We aim to use the spatial and temporal continuity present in video sequences in order to generate a more robust prediction. At lower speeds, similar frames could be used to vote on the same region in order to get a better precision at landing time. Additionally, the mesh captured during flight (extracted from RGB used as a texture for the depth map) could be used to improve the surface classification of the same location. We also aim to increase the spatial resolution of the ground truth and efficiently apply the proposed network only on the region of the image that is significantly different from the previous frame.

Fig. 7.
figure 7

Qualitative results on real UAV footage. RGB, depth predicted with SafeUAVNet-Small and Large, HVO predicted with SafeUAVNet-Small and Large. We obtain similar results to the synthetic dataset ones. (Color figure online)

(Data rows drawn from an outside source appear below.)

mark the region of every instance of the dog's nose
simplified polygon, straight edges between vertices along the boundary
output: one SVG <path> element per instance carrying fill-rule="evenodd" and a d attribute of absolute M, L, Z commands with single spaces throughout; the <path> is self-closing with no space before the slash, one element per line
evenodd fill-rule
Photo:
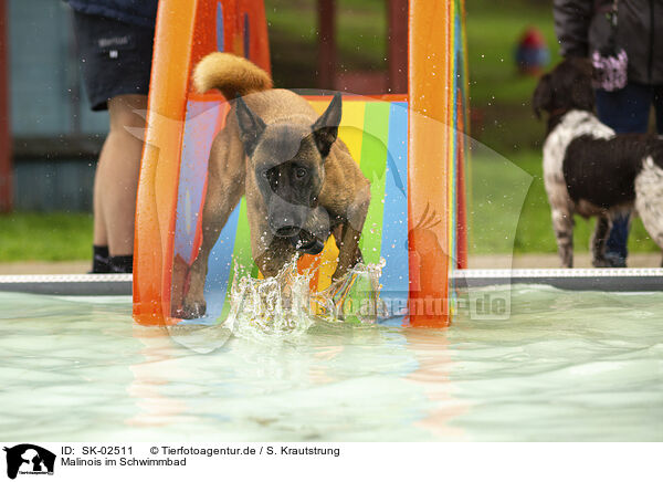
<path fill-rule="evenodd" d="M 299 228 L 296 226 L 282 226 L 276 230 L 276 235 L 282 238 L 292 238 L 299 232 Z"/>

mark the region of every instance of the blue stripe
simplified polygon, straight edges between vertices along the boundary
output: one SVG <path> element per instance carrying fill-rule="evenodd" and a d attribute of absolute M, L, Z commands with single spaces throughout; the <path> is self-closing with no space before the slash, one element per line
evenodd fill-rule
<path fill-rule="evenodd" d="M 204 300 L 207 302 L 206 318 L 209 318 L 211 323 L 217 323 L 225 303 L 239 219 L 240 205 L 238 203 L 221 230 L 217 244 L 210 252 L 209 271 L 204 281 Z"/>
<path fill-rule="evenodd" d="M 381 297 L 407 301 L 408 263 L 408 104 L 393 102 L 389 112 L 387 179 L 385 181 L 385 216 L 382 218 L 381 255 L 387 264 L 382 271 Z M 376 200 L 377 201 L 377 200 Z M 392 315 L 398 315 L 393 313 Z"/>

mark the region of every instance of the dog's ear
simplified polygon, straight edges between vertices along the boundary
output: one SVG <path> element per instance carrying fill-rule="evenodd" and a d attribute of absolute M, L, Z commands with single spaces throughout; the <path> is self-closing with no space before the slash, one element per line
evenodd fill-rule
<path fill-rule="evenodd" d="M 544 75 L 532 96 L 532 106 L 537 118 L 541 118 L 541 109 L 550 111 L 552 106 L 552 86 L 550 85 L 550 74 Z"/>
<path fill-rule="evenodd" d="M 242 97 L 238 97 L 234 102 L 235 115 L 240 126 L 240 139 L 244 145 L 244 151 L 251 157 L 266 125 L 260 116 L 249 108 Z"/>
<path fill-rule="evenodd" d="M 340 124 L 341 115 L 341 97 L 340 93 L 337 92 L 327 109 L 313 125 L 313 138 L 323 159 L 327 157 L 332 145 L 338 137 L 338 125 Z"/>

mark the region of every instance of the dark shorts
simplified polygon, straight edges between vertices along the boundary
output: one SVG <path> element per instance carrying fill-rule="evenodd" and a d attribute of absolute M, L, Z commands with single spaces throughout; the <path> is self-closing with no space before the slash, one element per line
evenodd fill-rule
<path fill-rule="evenodd" d="M 74 30 L 93 111 L 117 95 L 147 95 L 154 29 L 74 11 Z"/>

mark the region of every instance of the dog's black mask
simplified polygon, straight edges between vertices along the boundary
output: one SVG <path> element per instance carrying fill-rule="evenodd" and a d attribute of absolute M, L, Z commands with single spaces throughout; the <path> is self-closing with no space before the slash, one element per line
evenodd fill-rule
<path fill-rule="evenodd" d="M 326 229 L 320 228 L 314 211 L 325 179 L 325 159 L 338 137 L 340 94 L 313 125 L 284 122 L 267 126 L 242 98 L 236 99 L 235 114 L 272 233 L 290 239 L 301 251 L 322 251 L 328 216 L 323 217 Z M 309 221 L 312 218 L 316 220 Z"/>
<path fill-rule="evenodd" d="M 560 62 L 544 75 L 532 99 L 537 117 L 541 111 L 550 115 L 568 111 L 593 111 L 594 92 L 591 85 L 592 66 L 586 59 L 573 57 Z"/>

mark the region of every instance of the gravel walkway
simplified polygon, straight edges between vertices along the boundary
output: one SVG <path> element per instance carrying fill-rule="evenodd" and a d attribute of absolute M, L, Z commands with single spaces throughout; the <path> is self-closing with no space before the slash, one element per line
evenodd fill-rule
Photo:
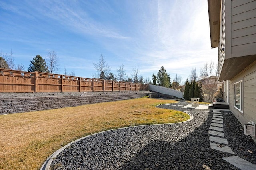
<path fill-rule="evenodd" d="M 243 134 L 242 127 L 230 112 L 222 111 L 222 115 L 225 138 L 234 154 L 210 148 L 208 131 L 212 112 L 178 106 L 189 104 L 185 102 L 173 104 L 158 107 L 196 111 L 190 112 L 194 119 L 181 123 L 130 127 L 92 135 L 61 152 L 52 162 L 52 168 L 238 169 L 222 159 L 234 156 L 256 164 L 256 143 Z"/>

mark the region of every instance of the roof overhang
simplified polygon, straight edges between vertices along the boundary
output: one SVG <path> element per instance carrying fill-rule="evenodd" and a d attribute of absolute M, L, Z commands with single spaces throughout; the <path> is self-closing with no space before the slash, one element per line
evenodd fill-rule
<path fill-rule="evenodd" d="M 208 13 L 212 48 L 218 47 L 221 0 L 208 0 Z"/>

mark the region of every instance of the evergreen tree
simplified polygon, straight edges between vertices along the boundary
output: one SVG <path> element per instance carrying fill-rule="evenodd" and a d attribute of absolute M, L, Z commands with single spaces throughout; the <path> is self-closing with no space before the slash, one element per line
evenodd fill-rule
<path fill-rule="evenodd" d="M 183 94 L 183 98 L 186 100 L 188 100 L 189 98 L 188 97 L 188 94 L 189 93 L 189 82 L 187 78 L 185 83 L 185 90 L 184 91 L 184 94 Z"/>
<path fill-rule="evenodd" d="M 189 92 L 188 93 L 188 99 L 191 100 L 191 98 L 194 98 L 194 89 L 193 89 L 193 82 L 191 82 L 191 84 L 189 87 Z"/>
<path fill-rule="evenodd" d="M 109 73 L 109 74 L 108 74 L 108 76 L 106 78 L 107 80 L 112 81 L 116 81 L 117 80 L 117 78 L 115 77 L 114 74 L 112 72 Z"/>
<path fill-rule="evenodd" d="M 156 79 L 156 76 L 154 74 L 153 74 L 153 75 L 152 76 L 152 77 L 153 77 L 153 84 L 154 85 L 156 85 L 156 80 L 157 80 Z"/>
<path fill-rule="evenodd" d="M 103 71 L 101 71 L 101 73 L 100 73 L 100 77 L 99 78 L 101 79 L 105 79 L 106 76 L 105 76 L 105 73 L 104 73 L 104 72 Z"/>
<path fill-rule="evenodd" d="M 10 69 L 7 62 L 4 58 L 2 57 L 0 57 L 0 68 Z"/>
<path fill-rule="evenodd" d="M 196 83 L 195 90 L 194 91 L 194 97 L 199 97 L 199 86 L 198 85 L 198 84 L 197 83 Z"/>
<path fill-rule="evenodd" d="M 28 71 L 34 72 L 39 71 L 40 72 L 49 72 L 48 66 L 46 65 L 45 60 L 40 55 L 37 55 L 33 58 L 31 63 L 28 67 Z"/>
<path fill-rule="evenodd" d="M 199 101 L 203 102 L 204 101 L 204 92 L 203 92 L 203 86 L 201 82 L 199 82 L 199 85 L 198 86 L 198 94 Z"/>
<path fill-rule="evenodd" d="M 143 84 L 143 82 L 144 81 L 143 80 L 143 77 L 142 76 L 140 76 L 140 80 L 139 80 L 139 83 L 141 83 Z"/>
<path fill-rule="evenodd" d="M 169 75 L 163 66 L 159 69 L 157 73 L 157 84 L 159 86 L 169 87 L 171 85 Z"/>

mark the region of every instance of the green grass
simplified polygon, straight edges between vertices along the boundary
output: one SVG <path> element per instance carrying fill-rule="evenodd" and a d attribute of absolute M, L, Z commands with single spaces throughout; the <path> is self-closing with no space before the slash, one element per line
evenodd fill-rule
<path fill-rule="evenodd" d="M 189 119 L 184 113 L 155 107 L 176 102 L 143 98 L 0 115 L 0 169 L 39 169 L 61 147 L 96 132 Z"/>

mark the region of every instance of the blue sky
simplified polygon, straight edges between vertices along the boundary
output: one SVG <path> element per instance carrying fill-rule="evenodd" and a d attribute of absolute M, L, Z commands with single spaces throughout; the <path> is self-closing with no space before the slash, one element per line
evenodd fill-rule
<path fill-rule="evenodd" d="M 212 49 L 205 0 L 0 0 L 0 51 L 26 71 L 33 57 L 54 51 L 60 70 L 92 78 L 100 55 L 111 72 L 122 63 L 131 76 L 150 80 L 164 66 L 184 81 L 207 62 Z"/>

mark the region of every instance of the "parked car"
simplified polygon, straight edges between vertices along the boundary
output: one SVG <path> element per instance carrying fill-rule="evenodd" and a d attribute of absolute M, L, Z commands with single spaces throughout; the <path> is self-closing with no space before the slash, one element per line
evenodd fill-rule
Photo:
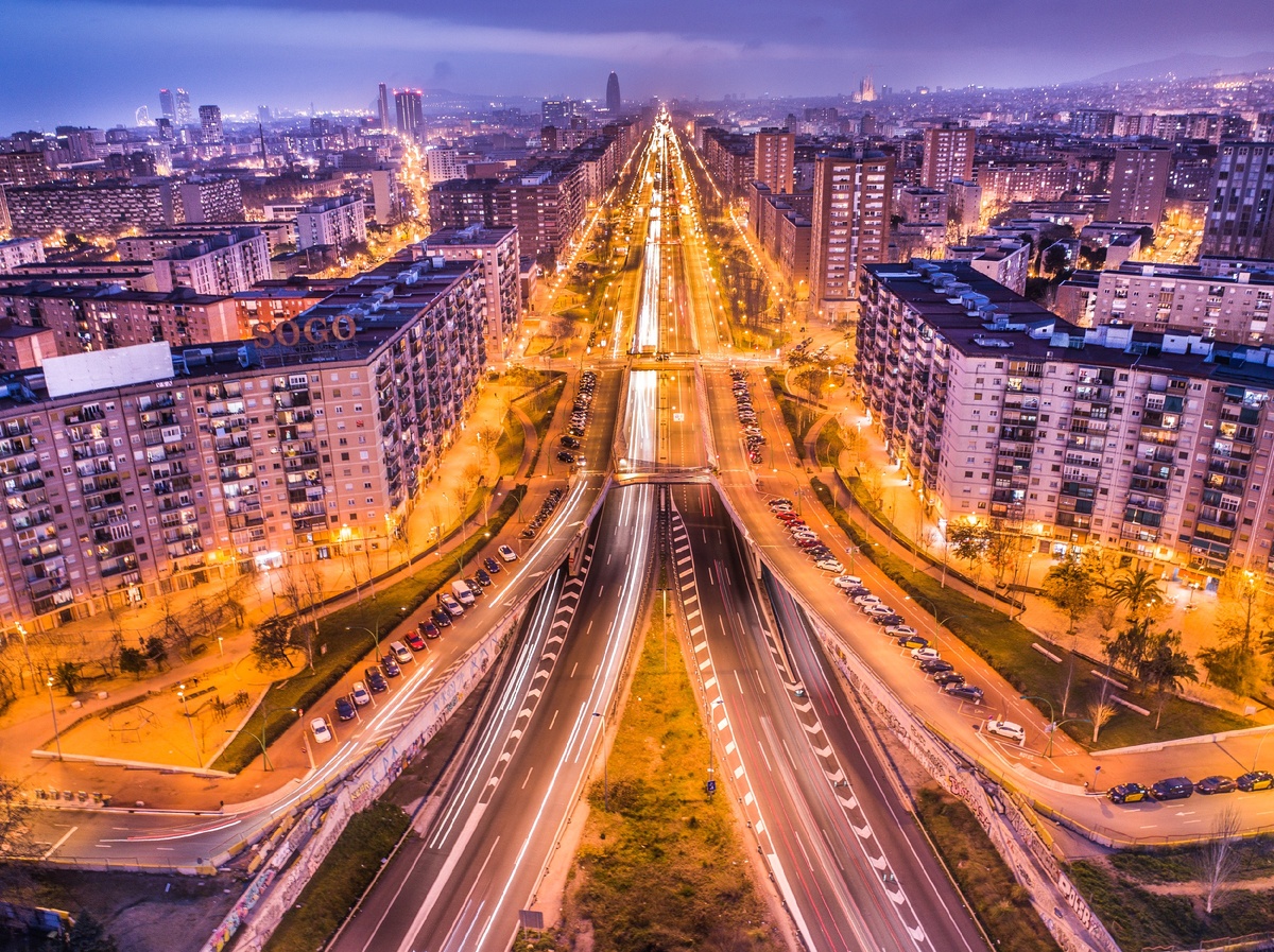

Finally, we aim to improve the safety by visual geolocalization - include additional common classes easily derived from HVO (such as buildings and tall structures) and use several discrete geo-localized items to compute an approximate location, given an initial start position. We believe this will improve safe area estimation by conditioning on the predicted geo-location. Automatic visual geolocalization, a task related to recent work [22], could also handle cases of radio signal loss and improve overall UAV navigation safety and robustness.

8 Conclusions

We propose SafeUAV-Net - an embeddable-hardware compatible system based on deep convolutional networks, designed for depth and safe landing area estimation using only the RGB input. Furthermore, we produce and train on a synthetic dataset and show compelling performance on real drone footage. Our extensive experiments on unseen synthetic test cases, where ground truth information is available, show that our system is numerically accurate, while also being fast on an embedded GPU running at 35 FPS (SafeUAV-Net-Large) and 138 FPS (SafeUAV-Net-Small). We believe that the use of our approach on commercial drones could improve flight safety in urban or suburban areas at high speeds and complement the limited range of on-board sensors.